Da un lato, infatti, la Corte d’appello ha accertato in fatto che i lastroni di vetrocemento sui quali la vittima scivolò e cadde erano “conformi alla normativa amministrativa, integri e non danneggiati o sconnessi”: con ciò dimostrando di avere soppesato la conformazione dei luoghi, e di averne esclusa la pericolosità.

Dall’altro lato, inoltre, la Corte d’appello ha anche aggiunto che una condotta più attenta della vittima “le avrebbe consentito di evitare il pericolo”: così dimostrando, sia pure in forma sintatticamente assai concisa, di avere ritenuto che, quand’anche la cosa fosse stata oggettivamente pericolosa, la distrazione della vittima avrebbe avuto carattere eziologicamente assorbente nella causazione dell’evento.
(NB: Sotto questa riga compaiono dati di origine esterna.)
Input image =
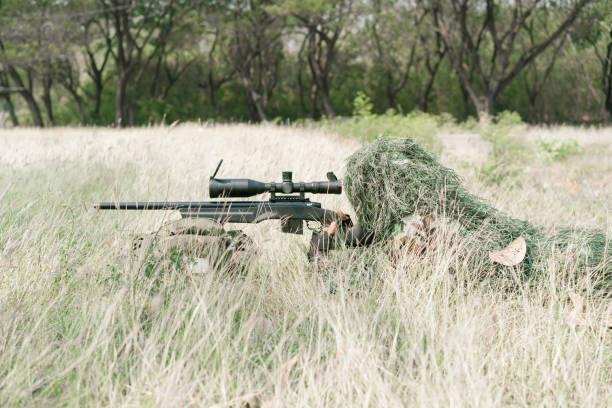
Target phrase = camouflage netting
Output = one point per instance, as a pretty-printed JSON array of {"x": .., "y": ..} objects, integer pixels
[{"x": 390, "y": 179}]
Lo stabilire, poi, se tale valutazione sia stata corretta o scorretta, è valutazione non consentita in questa sede.

3. Le spese.

3.1. Le spese del presente giudizio di legittimità vanno a poste a carico della ricorrente, ai sensi dell’art. 385, comma 1, c.p.c., e sono liquidate nel dispositivo.

3.2. Il rigetto del ricorso costituisce il presupposto, del quale si dà atto con la presente sentenza, per il pagamento a carico della parte ricorrente di un ulteriore importo a titolo di contributo unificato pari a quello dovuto per l’impugnazione, ai sensi del D.P.R. 30 maggio 2002, n. 115, art. 13, comma 1 quater (nel testo introdotto dalla L. 24 dicembre 2012, n. 228, art. 1, comma 17).

P.Q.M.

(-) rigetta il ricorso;

(-) condanna V.C. alla rifusione in favore di Comune di Avellino delle spese del presente giudizio di legittimità, che si liquidano nella somma di Euro 2.100, di cui 200 per spese vive, oltre I.V.A., cassa forense e spese forfettarie D.M. 10 marzo 2014, n. 55, ex art. 2, comma 2;

(-) condanna V.C. alla rifusione in favore di T.A. delle spese del presente giudizio di legittimità, che si liquidano nella somma di Euro 2.100, di cui 200 per spese vive, oltre cassa forense e spese forfettarie D.M. 10 marzo 2014, n. 55, ex art. 2, comma 2, importi tutti che si distraggono in favore dell’avv. F.V., il quale ha dichiarato ex art. 93 c.p.c., comma 1, di aver anticipato le spese e di non aver riscosso gli onorari;

(-) dà atto che sussistono i presupposti previsti dal D.P.R. 30 maggio 2002, n. 115, art. 13, comma 1 quater, per il versamento da parte di V.C. di un ulteriore importo a titolo di contributo unificato pari a quello dovuto per l’impugnazione.

Così deciso in Roma, nella camera di consiglio della Sesta Sezione civile della Corte di cassazione, il 14 febbraio 2019.